Faced with that prospect, a majority of directors approved spreading the biosolids on active and inactive sections of the landfill as a temporary solution until a better use for the materials is found.

Saanich Coun. Colin Plant, who chairs the CRD board, said Wednesday that the district is operating under “very tight timelines” to submit a plan to the province by the end of April.

He said that he and a majority of directors are confident that spreading the material at the dump for a short period of time poses no health hazard.

“We will be going out to talk to the community,” he said. “But if I felt in my heart that there was danger to the water and to the welfare of the people of Willis Point, I would not have voted for this.”

Plant added that the board has a “high level of confidence” in the level of treatment that the biosolids will undergo to render any contaminants inert, “such that when we are finished, we will have a product that actually exceeds provincial requirements.”

It was not a unanimous decision, however. Some directors, including Mike Hicks, regional director for the Juan de Fuca Electoral Area, which includes Willis Point, argued that the district should ask Heyman for more time to come up with a better solution.

Hicks has since written to Heyman requesting that he extend the deadline for the CRD to find a beneficial use for the biosolids.
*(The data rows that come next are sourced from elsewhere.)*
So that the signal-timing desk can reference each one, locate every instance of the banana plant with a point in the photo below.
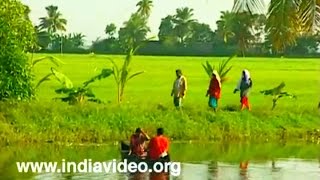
(55, 61)
(223, 68)
(76, 95)
(277, 93)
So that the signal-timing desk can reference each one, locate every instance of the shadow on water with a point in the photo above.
(207, 161)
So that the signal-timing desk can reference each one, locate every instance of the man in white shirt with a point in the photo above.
(179, 88)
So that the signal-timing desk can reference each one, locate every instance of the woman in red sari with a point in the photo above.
(214, 91)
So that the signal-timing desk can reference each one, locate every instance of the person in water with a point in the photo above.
(159, 146)
(244, 85)
(137, 143)
(214, 90)
(179, 88)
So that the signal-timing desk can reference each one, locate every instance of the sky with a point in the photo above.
(90, 17)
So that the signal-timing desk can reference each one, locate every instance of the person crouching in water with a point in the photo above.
(179, 88)
(244, 86)
(214, 91)
(137, 143)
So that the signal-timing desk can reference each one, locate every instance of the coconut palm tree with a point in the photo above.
(144, 7)
(134, 31)
(183, 20)
(286, 19)
(53, 22)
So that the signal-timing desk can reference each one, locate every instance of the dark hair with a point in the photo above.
(138, 130)
(160, 131)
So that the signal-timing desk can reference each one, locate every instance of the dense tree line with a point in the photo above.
(245, 32)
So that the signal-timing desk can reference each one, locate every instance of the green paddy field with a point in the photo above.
(147, 102)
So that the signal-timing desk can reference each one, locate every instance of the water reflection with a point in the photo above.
(215, 162)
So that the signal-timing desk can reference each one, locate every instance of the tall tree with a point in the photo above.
(110, 30)
(201, 33)
(16, 37)
(134, 31)
(183, 20)
(43, 37)
(144, 7)
(286, 18)
(166, 30)
(53, 22)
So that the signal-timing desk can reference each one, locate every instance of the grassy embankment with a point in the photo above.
(148, 103)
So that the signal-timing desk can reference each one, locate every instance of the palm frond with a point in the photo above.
(251, 6)
(283, 23)
(309, 12)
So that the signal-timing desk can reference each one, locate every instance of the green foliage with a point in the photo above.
(296, 16)
(240, 29)
(110, 30)
(122, 74)
(223, 68)
(16, 37)
(144, 7)
(134, 32)
(277, 93)
(53, 22)
(76, 95)
(55, 61)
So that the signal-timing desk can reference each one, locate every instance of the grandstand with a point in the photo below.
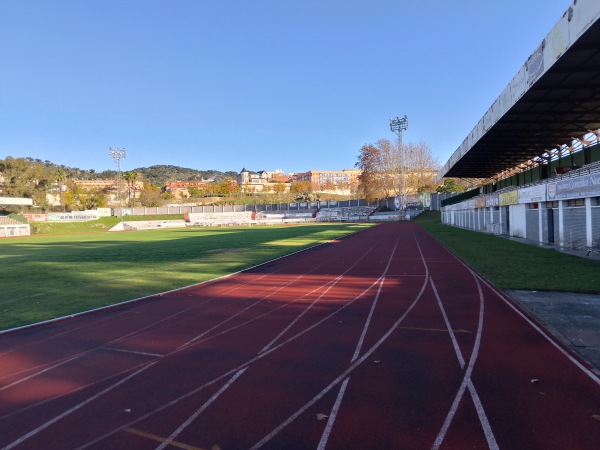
(539, 143)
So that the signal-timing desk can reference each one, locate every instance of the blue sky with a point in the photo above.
(224, 84)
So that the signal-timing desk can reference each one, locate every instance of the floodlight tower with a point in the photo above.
(398, 125)
(117, 155)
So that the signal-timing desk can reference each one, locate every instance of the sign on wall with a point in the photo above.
(509, 198)
(585, 186)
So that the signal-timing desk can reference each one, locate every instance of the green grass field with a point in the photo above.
(510, 264)
(50, 276)
(81, 267)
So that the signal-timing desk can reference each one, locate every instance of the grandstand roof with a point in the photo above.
(553, 99)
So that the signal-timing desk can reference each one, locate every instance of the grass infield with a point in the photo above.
(510, 264)
(49, 276)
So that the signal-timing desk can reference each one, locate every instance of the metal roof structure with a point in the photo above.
(554, 99)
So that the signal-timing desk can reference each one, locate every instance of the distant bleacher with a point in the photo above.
(10, 227)
(275, 217)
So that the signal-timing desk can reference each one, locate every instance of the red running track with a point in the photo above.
(380, 340)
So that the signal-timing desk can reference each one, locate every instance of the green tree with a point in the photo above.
(131, 177)
(150, 196)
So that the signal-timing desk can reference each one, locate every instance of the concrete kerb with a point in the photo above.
(573, 319)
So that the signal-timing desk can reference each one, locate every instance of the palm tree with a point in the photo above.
(131, 177)
(60, 177)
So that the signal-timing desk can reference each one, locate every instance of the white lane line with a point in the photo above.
(351, 368)
(485, 424)
(253, 360)
(461, 360)
(368, 321)
(550, 339)
(33, 375)
(200, 410)
(338, 401)
(332, 283)
(332, 416)
(133, 352)
(467, 376)
(75, 408)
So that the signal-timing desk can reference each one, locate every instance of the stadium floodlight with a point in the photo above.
(398, 125)
(117, 154)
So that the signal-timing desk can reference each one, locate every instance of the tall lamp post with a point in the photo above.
(398, 125)
(117, 155)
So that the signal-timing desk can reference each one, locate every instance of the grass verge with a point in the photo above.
(510, 264)
(50, 276)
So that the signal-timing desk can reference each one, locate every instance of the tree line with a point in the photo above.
(389, 169)
(33, 178)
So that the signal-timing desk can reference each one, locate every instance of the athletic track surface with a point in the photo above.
(380, 340)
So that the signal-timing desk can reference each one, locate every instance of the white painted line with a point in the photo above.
(123, 350)
(485, 424)
(332, 416)
(200, 410)
(466, 380)
(350, 369)
(74, 408)
(21, 380)
(550, 339)
(331, 285)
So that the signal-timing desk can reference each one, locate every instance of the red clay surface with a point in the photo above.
(381, 340)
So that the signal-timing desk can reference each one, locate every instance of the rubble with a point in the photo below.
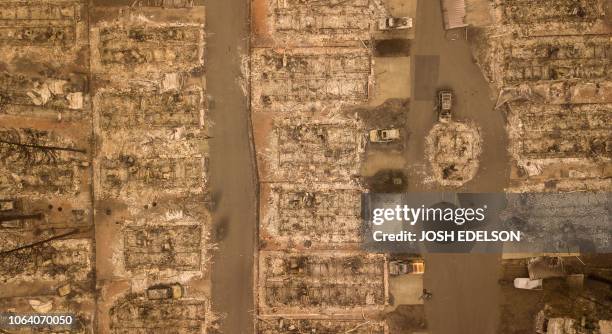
(552, 68)
(151, 168)
(453, 149)
(315, 22)
(285, 326)
(317, 150)
(310, 62)
(312, 216)
(137, 314)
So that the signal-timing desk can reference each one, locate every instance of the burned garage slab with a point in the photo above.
(302, 282)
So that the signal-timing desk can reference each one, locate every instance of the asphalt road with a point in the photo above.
(232, 174)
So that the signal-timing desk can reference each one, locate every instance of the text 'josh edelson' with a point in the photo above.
(450, 224)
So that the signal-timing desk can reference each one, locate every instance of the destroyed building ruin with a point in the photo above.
(312, 218)
(103, 129)
(46, 226)
(552, 67)
(323, 282)
(309, 62)
(311, 23)
(453, 149)
(137, 314)
(309, 79)
(285, 326)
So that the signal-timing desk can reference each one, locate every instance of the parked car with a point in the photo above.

“The CRD’s plan has significant potential to contaminate the local drinking water, residential land, farm land and the natural ecosystem surrounding the Hartland area,” Hicks writes.

“While the Ministry of Environment does not consider burying the biosolids a beneficial use, distributing the dried product on the surface could result in [airborne] contamination kilometres from the site.”

Hicks says the district won’t have to deal with the 700 tonnes of biosolids until the kilns shut down in 2021, leaving plenty of time to consult with residents and figure out a way to simply store the material, rather than spreading it on the land.

Heyman was unavailable for an interview Wednesday, but his ministry issued a statement, noting that the CRD had more than three years to develop a biosolids plan. “The ministry looks forward to receiving and reviewing that plan, which is due at the end of April. No extensions are anticipated.”

The ministry statement acknowledged people’s concerns about biosolids, but says their use is strictly controlled to protect human health and the environment.

The Organic Matter Recycling Regulation requires that “biosolids are treated and stabilized to reduce odours and harmful substances,” the statement said. “Biosolids are then sampled by the wastewater treatment plant to ensure they meet the strict standards that are protective of human health and the environment.”

The statement added that biosolids can be used to support forest regrowth or reclaim mining sites.

“The ministry is pleased to see the CRD moving in the direction of beneficially utilizing this resource. Biosolids use at the landfill will support vegetation re-growth and reduce greenhouse-gas emissions.”